Per me si può benissimo dire che le videoconferenze si sono interrotte, intendendo che si è interrotta la trasmissione o la ricezione delle videoconferenze.


----------



## francisgranada

Ciao Frugnaglio. La mia interpretazione spontanea sarebbe questa:

_al museo tutti i quadri sembrano essere stati rubati  > _al museo non c'è più nessun quadro perché qualcuno li ha rubati (rubato*)
_al museo tutti i quadri sembrano essere rubati  > _al museo ci sono tanti quadri, però il museo li ha acquistati(o) illegalmente (non ha pagato per i quadri)

Se ti ho capito bene, allora la mia interpretazione corrisponde a quello che hai scritto tu, cioè


> “I quadri sono rubati” nel 99,99999% dei casi significa “i quadri sono quadri rubati”, e NON è un passivo.


Però, in tal caso non bastrebbe dire "_al museo tutti i quadri sembrano rubati"_?

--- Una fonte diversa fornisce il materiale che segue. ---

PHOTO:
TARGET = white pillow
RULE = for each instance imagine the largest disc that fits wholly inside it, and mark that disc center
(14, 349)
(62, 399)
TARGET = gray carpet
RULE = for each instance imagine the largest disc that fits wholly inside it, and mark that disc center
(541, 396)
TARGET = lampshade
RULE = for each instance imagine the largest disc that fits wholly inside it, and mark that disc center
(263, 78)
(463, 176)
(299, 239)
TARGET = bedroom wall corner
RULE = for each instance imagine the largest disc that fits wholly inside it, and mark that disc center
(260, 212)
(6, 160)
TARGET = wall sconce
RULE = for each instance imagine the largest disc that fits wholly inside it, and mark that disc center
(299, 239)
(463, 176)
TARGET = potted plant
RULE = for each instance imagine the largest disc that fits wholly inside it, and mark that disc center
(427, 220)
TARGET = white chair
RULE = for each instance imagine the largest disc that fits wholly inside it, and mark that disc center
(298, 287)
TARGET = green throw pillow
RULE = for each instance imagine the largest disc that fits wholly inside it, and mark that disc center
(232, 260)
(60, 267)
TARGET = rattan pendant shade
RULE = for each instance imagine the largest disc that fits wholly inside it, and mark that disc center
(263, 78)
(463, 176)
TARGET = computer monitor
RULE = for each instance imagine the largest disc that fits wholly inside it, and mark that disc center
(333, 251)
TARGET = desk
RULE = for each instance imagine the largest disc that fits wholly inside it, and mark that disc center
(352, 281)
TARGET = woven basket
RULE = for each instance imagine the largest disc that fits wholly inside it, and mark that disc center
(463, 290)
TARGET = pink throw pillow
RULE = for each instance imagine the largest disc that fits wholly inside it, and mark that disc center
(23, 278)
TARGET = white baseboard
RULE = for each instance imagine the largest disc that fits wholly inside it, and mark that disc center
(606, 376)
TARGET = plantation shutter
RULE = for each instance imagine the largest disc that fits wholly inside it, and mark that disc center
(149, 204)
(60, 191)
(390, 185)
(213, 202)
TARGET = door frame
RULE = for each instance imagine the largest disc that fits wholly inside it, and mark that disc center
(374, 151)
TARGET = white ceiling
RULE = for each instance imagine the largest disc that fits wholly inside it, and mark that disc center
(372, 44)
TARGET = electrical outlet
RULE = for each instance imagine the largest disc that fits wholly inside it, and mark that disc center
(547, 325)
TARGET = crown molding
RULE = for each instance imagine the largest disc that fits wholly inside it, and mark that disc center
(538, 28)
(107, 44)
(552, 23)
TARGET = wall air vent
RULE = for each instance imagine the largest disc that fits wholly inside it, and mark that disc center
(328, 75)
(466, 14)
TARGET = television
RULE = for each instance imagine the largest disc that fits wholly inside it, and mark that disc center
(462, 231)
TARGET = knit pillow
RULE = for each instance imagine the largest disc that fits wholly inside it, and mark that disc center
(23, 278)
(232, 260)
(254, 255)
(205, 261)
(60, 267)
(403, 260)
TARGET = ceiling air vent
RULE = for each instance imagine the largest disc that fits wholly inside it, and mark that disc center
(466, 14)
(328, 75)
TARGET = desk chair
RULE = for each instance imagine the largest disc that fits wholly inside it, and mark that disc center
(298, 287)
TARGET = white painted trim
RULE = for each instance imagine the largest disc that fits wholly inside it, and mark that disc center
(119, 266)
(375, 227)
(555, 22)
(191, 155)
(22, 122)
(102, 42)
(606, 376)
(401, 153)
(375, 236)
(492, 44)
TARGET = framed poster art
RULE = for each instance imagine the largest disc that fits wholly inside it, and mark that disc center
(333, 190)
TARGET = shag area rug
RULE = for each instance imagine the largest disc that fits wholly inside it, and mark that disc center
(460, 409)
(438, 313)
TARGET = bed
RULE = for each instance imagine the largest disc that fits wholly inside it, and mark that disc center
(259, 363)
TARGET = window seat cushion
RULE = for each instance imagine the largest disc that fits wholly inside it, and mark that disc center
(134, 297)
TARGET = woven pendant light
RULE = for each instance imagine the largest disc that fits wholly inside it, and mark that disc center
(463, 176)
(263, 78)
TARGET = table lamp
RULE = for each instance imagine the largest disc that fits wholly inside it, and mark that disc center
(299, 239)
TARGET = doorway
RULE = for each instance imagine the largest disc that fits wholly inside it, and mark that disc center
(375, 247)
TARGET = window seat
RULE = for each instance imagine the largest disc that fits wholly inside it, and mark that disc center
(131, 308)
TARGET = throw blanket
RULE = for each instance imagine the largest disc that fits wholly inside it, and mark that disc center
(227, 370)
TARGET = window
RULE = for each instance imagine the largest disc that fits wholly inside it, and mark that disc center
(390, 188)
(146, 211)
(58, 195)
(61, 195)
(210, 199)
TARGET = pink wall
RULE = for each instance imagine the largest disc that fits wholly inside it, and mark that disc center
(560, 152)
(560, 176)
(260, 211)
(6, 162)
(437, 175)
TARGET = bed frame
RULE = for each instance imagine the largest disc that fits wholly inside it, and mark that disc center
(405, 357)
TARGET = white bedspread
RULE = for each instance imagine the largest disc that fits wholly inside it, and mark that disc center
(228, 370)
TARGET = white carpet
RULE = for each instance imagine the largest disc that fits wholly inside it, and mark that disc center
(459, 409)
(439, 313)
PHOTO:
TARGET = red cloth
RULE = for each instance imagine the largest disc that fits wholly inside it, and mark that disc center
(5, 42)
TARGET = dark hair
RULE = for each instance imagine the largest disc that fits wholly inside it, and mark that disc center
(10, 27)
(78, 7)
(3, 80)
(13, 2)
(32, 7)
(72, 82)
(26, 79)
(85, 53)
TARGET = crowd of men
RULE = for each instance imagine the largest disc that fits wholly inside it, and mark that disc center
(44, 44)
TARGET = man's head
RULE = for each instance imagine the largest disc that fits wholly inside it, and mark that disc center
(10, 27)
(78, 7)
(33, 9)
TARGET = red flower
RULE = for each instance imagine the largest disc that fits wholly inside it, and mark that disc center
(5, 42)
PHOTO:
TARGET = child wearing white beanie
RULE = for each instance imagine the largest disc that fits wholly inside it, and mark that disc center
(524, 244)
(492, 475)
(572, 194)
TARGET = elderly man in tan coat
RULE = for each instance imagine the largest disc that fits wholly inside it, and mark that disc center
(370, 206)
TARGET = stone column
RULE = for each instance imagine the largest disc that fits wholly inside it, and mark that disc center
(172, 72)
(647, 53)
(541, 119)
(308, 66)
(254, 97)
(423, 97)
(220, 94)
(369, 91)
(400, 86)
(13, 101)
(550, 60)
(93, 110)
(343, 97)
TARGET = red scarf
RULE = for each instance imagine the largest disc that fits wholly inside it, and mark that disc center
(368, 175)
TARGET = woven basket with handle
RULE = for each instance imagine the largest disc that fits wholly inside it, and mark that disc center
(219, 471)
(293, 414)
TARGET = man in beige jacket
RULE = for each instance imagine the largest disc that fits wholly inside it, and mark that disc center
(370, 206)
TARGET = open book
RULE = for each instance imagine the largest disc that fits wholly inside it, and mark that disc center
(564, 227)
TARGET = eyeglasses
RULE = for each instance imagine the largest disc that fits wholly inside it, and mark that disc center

*** Qual è correto: "qualcuno li ha rubat*i*" o "qualcuno li ha rubat*o*"?


----------



## frugnaglio

francisgranada said:


> _al museo tutti i quadri sembrano essere stati rubati  > _al museo non c'è più nessun quadro perché qualcuno li ha rubati (rubato*)
> _al museo tutti i quadri sembrano essere rubati  > _al museo ci sono tanti quadri, però il museo li ha acquistati(o) illegalmente (non ha pagato per i quadri)
> 
> 
> Però, in tal caso non bastrebbe dire "_al museo tutti i quadri sembrano rubati"_?


----------



## Lubella

Prima di tutto le mie frasi dei quadri servivano per dimostrare che molto spesso, come ad esempio negli articoli di cronaca, manca il soggetto, è perché l'autore del furto è ignoto e conviene ommettere il soggetto perché è inutile spiegare la cosa evidente: i quandi sono stati rubati da non si sa chi.
Entro e vedo che non c'è nessun quadro: Perbacco! _Al museo sembrano essere rubati tutti i quadri!!!_
Chiamo i carabinieri: _Al museo hanno rubato tutti i quadri_ 
Racconto la notizia a una mia amica: _Sono stati rubati tutti i quadri stanotte_ *senza dire chi li ha rubati, perché non lo so*

e seconda cosa: Le videoconferenze risultano essere interrotte *è l'infinito presente forma passiva 
*


----------



## alfaalfa

Lubella said:


> Al museo sembrano essere rubati tutti i quadri!!!


Riproponi una frase che già due volte ti è stata segnalata come errata. Nel senso che non è corretta in italiano.


----------



## frugnaglio

Lubella said:


> e seconda cosa: Le videoconferenze risultano essere interrotte *è l'infinito presente forma passiva*


È l'infinito presente della forma passiva *solo se* significa che qualcuno le sta interrompendo *in questo momento* oppure che vengono interrotte *d'abitudine*.
Se significa, come in questo caso, che qualcuno le ha interrotte *nel passato*, allora è *uguale* all'infinito presente della forma passiva, ma grammaticalmente non lo è (come già spiegato...)


----------



## francisgranada

alfaalfa said:


> Riproponi una frase che già due volte ti è stata segnalata come errata. Nel senso che non è corretta in italiano.





Lubella said:


> _Al museo sembrano essere rubati tutti i quadri!!! _


 Ho l'impressione che sia anche l'ordine delle parole che rende questa frase sia innaturale che ambigua. Secondo me (non madrelingua, quindi posso anche sbagliarmi...) le versioni  "naturali" sarebbero:

_Al museo tutti i quadri sembrano (essere) rubati_ (i quadri ci sono, ma sono quadri rubati)
_Al museo sembrano essere stati rubati tutti i quadri_  (i quadri non ci sono, qualcuno li ha rubati)
_Al museo tutti i quadri sembrano essere stati rubati _ (i quadri non ci sono, qualcuno li ha rubati)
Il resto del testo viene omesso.